What you need to know about an elevator pitch

While actual elevator pitch situations rarely present themselves, practicing a professional personal introduction is very useful for many real life situations. If you are attending a networking event soon, or if you have a job interview coming up, it’s good to know what your main achievements and goals are by heart.

What Not to Include

The most difficult part is deciding what not to include in your pitch – so cut out anything that sounds outdated, redundant, or too personal – they don’t need to know your life story.

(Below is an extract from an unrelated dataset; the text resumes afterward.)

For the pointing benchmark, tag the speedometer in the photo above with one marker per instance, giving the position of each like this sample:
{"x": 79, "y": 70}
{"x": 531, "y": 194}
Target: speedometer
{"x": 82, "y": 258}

If you’ve done any outstanding work, or worked with well-known brands, use that to your advantage, as these facts will make you more memorable.

Keep it Short

Remember to keep it short and flexible. 30 to 60 seconds is what you should be aiming for, but try not to be too structured or rehearsed, as it should feel like a conversation, and you want to make the other person comfortable enough to interrupt with any questions they might have. A great tip is to memorise your main points – years of experience, main achievements and goals, but let the rest flow naturally and spontaneously.

Start a Discussion

Know why you are networking and go back to that at the end of your “pitch”. Ask any specific questions you have, let them know what you are looking for and be straightforward so that you get the answers you are looking for.

Again, keep it short and stay away from robotic, over-rehearsed presentations. Show off your personality and good luck!